CS: How did the success of “Brokeback Mountain” affect the level of autonomy and control you had over “Lust, Caution”? Lee: I always enjoy creative freedom, even on “The Hulk.” (laughs) But to make the movie this way is quite miraculous. It helped in a sense that this was originally never allowed to be made into a movie, both by communist China and nationalist Taiwan. And this happened, and this challenged patriotism, and economically Shanghai still had great support. They built a street for me, I had to dress it but they built two blocks as I mapped out. A lot of manpower, devotion, top of the line. For example, my camera crew, other than Rodrigo Prieto the cinematographer, were all DPs themselves. His gaffer shot “Infernal Affairs.” Tang Wei would do anything. (laughs) So I think that “Brokeback” has an affect, but of course that’s an accumulation of my career that culminated in “Brokeback”.
CS: Do you think you would have been able to release this film with the NC-17 rating without resistance from the studio if you hadn’t had that success? Lee: It’s hard to say, because James Shamus and the studio always supported me. They were always my backbone because they helped sell and produce the movie, because the sales is why I can have my creative freedom. I’ve done two movies with this studio so it’s like a family. Focus wouldn’t fire James because of the NC-17, because he would dare them if they dared to say anything, but of course they are very supportive of the movie. So I think I am very fortunate.
CS: Why do you think you are drawn to stories that are challenging to pull off? Lee: It’s not making it into the movie that is a challenge to me. Of course it’s difficult, but that never intimidated me. If it’s difficult it’s more interesting to me, like “The Ice Storm.” There’s no way to make that into a movie, that’s why no one would pick it up. (laughs) But yeah, if I see something there I will find a way to make it into a movie. What frightens me is the subject matter, what are you really dealing with? We’re professional filmmakers, we can develop stories and characters, that’s kind of our craft, but what you’re really dealing with is to touch the part of society and yourself that you dare yourself to do it, that’s the thrill.
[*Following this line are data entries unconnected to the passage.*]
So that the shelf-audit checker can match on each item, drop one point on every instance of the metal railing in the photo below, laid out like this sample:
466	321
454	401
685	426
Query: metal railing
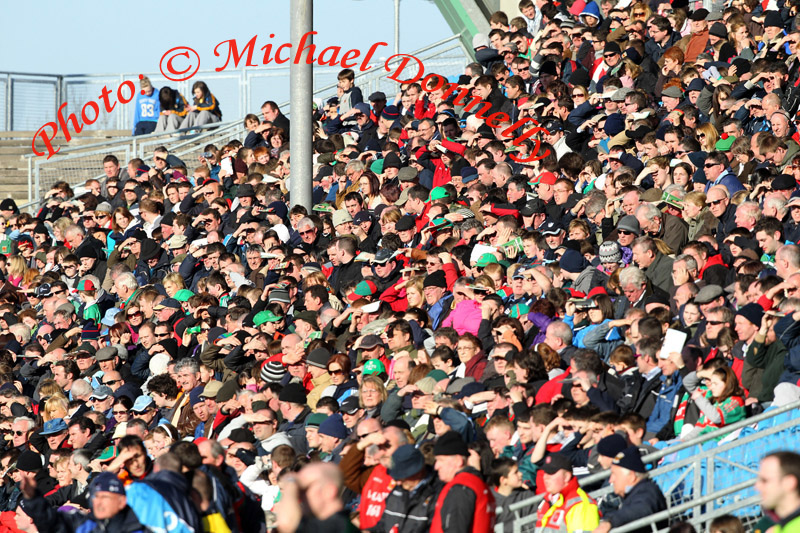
27	101
690	472
77	164
78	167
CS: And how would you say the story is being received in China as compared to America? Lee: Mostly China, I didn’t care if the Americans like it or not. Because female sexuality is never talked about in culture and history. We never know what women get from sex. Nothing, zero. From literature, (laughs) even from women themselves. This, to me I’m Chinese and this is more frightful for me than portraying gay cowboys of America. The greater audience hasn’t seen it, but from the press so far it’s been tremendously positive. It hurts a lot to watch this movie from our history, that’s the truth. It really hurts. I think they get a lot because of the political decisions, they don’t have to read subtitles, the minority in the culture. They get a lot more. It’s a drama, it’s not “Crouching Tiger,” we don’t have a lot of action sequences.
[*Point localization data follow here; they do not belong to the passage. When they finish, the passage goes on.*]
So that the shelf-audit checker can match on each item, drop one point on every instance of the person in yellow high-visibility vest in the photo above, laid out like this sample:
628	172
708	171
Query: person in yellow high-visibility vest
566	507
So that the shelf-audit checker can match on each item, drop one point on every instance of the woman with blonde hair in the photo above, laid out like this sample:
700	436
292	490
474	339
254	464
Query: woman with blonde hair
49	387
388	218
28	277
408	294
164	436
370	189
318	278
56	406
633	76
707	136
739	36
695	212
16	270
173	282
CS: Your career has spanned a lot of genres. Is there any common strain throughout what you do? Lee: Human relationships. In this one it’s a man-woman relationship, the ultimate being occupied. It’s hard to say who’s to who, which direction it goes. (laughs) The nature of relationships, most obviously sexual but also in love and the political backdrop of China being occupied. So it’s relationships, I think, human relationships. Something in a constant change. It’s very hard to grab something you can believe in ’cause things will change. That’s just life. Disillusion, again something you firmly believe, prejudice in this sense, behavior code, and when you face reality it’s something more complicated than what you’ve been taught.